Superstar Armaan Kapoor (Vivaan Bhatena) is the victim of an accident, when his vehicle plummets into the sea late one night, suddenly and inexplicably. On the surface, it looks like an open-and-shut case, but Inspector Shekhawat (Aamir Khan) digs up a case of blackmailing which he believes might have something to do with the accident. Thus begins an investigation that takes him into the underbelly of the city, where he befriends Rosie (Kareena Kapoor), a commercial sex worker who helps him on his talaash. Meanwhile, things are not too good on the home-front for Inspector Shekhawat, as he and his wife Roshni (Rani Mukerji) are still reeling from a tragedy that broke their family some time ago.
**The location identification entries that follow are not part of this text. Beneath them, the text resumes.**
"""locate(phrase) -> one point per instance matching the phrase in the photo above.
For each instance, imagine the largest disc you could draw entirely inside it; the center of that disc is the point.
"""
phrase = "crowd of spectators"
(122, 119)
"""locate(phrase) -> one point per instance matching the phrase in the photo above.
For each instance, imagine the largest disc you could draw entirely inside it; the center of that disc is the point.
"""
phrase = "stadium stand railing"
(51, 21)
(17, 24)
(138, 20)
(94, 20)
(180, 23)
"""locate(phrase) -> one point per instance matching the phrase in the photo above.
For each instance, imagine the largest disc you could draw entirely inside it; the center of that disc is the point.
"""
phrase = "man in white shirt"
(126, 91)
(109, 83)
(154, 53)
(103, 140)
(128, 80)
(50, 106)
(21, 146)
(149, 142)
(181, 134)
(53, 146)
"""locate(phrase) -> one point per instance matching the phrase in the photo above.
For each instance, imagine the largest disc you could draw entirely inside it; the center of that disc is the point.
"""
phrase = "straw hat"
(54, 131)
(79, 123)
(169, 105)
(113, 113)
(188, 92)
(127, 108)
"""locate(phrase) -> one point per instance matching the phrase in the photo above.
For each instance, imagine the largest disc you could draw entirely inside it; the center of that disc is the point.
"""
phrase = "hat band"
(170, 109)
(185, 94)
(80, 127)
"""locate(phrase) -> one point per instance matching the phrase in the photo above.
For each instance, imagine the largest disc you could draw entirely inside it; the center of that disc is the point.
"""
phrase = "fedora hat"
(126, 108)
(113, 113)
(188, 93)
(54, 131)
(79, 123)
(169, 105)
With an impressive starcast like that, and a story in the able hands of Reema Kagti and Zoya Akhtar, one expects a lot from Talaash. But does it live up to these expectations? Read our Pros and Cons list – completely spoiler free – to find out!
+ The performances. Each actor does a great job in this film – Aamir does best in his emotional scenes, while Rani delivers a spectacularly restrained performance that is in sharp contrast to her previous Aiyyaa. Kareena looks too glamorous to be a commercial sex worker, but plays her role well. Shernaz Patel, as the meddling neighbour, is creepy in just the right way. The real star of the show, though, is Nawazuddin Siddiqui, who has had a fabulous run as of late with Kahaani and Gangs of Wasseypur.
+ It’s not predictable. That’s a tough one to achieve, and whether you like the twists or not, you at least cannot see them coming for the most part. Reema Kagti makes sure to peel apart the story layer by layer, and you’re never really sure exactly what’s happening, until the final twenty minutes or so.
+ It’s immersive. The mood of Talaash is very distinct, and it pulls you into it like a whole new world. The credit of this goes to Kagti for her direction, K U Mohanan for his cinematography, Sharmistha Roy for art direction, and Ram Sampath for a score that works brilliantly in the film – right from Muskaanein Jhooti Hain, a lazy and sexy number that captures late-night Mumbai perfectly.
– It can get slow. I, personally, would have preferred a faster-paced thriller, but Talaash is in no hurry. It takes its time to set the tone of the film, and secrets are revealed at their own pace. It’s equal parts character-driven as it is plot-driven, which is not necessarily a bad thing at all – but one tends to walk into a film like Talaash expecting to be on the edge of their seat the entire time.
Talaash, for the most part, works: it’s a smartly put together story that’s also been packaged well – however, how much you like the film depends a lot on your thoughts of the last twenty minutes or so. Regardless of that, it’s definitely worth a watch!